Quiz Ref IDPatients underwent a preoperative overnight sleep study using a type 3 portable sleep monitoring device (ApneaLink Plus; ResMed).17 Sleep studies were performed either at home within the preceding month (34.1%) or in the surgical ward on the night before surgery (65.9%). In addition, we used a high-resolution pulse oximeter wristwatch (PULSOX-300i; Konica Minolta Sensing Inc) to monitor oxyhemoglobin saturation. Monitors were applied to the patients by experienced research staff at bedtime and were collected the following morning. Recordings were transferred to the coordinating center for subsequent analysis. We scored the sleep-associated apnea and hypopnea events according to American Academy of Sleep Medicine criteria (eAppendix 1 in the Supplement).18 Respiratory event index (REI) was calculated as the number of these events per hour of recording. Mild OSA was diagnosed when REI was 5 to 14.9, moderate OSA when REI was 15 to 30, and severe OSA when REI was greater than 30.18,19 Based on the pulse oximetry signals obtained from the wristwatch, we also calculated the oxygen desaturation index (ODI) as the number of events (duration >10 seconds) per hour when there was a decrease in oxyhemoglobin saturation of 4% or more from baseline.20
Before surgery, research staff interviewed all patients to record their baseline characteristics and risk factors for postoperative cardiovascular complications. Patients also indicated their race and ethnicity from a list of fixed categories, so that differences in OSA by race or ethnicity could be determined. In addition, we assessed patients’ risk for OSA using the STOP-Bang (Snoring, Tiredness, Observed Apnea, High Blood Pressure, Body Mass Index, Age, Neck Circumference, and Gender) screening tool (scores range from 0-8, with a score of 0-2 indicating low risk; 3-4, moderate risk; and 5-8, high risk).21
Patients, the attending surgical team, and research staff who collected the outcome data were blinded to the results of the sleep study, STOP-Bang questionnaire scores, and oximetry recordings until 30 days after surgery. After this time, we referred patients with abnormal sleep study findings to their local sleep clinic for further management of care.

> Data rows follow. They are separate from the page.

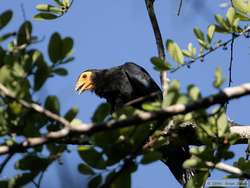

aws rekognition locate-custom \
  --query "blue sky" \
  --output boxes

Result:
[0,0,250,188]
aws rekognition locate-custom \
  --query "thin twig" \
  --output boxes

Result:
[145,0,168,97]
[228,34,235,87]
[205,161,250,179]
[0,83,70,127]
[21,3,27,21]
[170,26,250,73]
[0,153,14,174]
[125,91,161,106]
[177,0,182,16]
[0,83,250,155]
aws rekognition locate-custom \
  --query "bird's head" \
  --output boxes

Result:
[75,70,95,94]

All types of anesthetic techniques were permitted, and surgery was performed according to routine standard of care at each site. After surgery, electrocardiograms and venous blood samples (for measuring plasma cardiac troponin concentrations) were collected at 6 to 12 hours and then daily during the first 3 days after surgery. Additional echocardiograms and lung scans were performed, if clinically indicated, to ascertain the diagnosis of cardiac complications. During the first 3 postoperative nights, we recorded oxyhemoglobin saturation using the PULSOX-300i device. All patients were followed up regularly up to 30 days after surgery. Patients discharged home were contacted by telephone. The interview was conducted in a structured fashion. If patients or their relatives indicated that an event had occurred, we contacted the attending physicians or hospitals to obtain documentation.
The primary outcome was a composite of myocardial injury, cardiac death, congestive heart failure, thromboembolism, new atrial fibrillation, and stroke within 30 days of surgery. The prespecified secondary outcomes were unplanned tracheal intubation or postoperative lung ventilation, readmission to the intensive care unit (ICU), and infections. Details regarding the outcome definitions are listed in eAppendix 2 in the Supplement. All outcome events were evaluated by adjudicators blinded to the results of the sleep study.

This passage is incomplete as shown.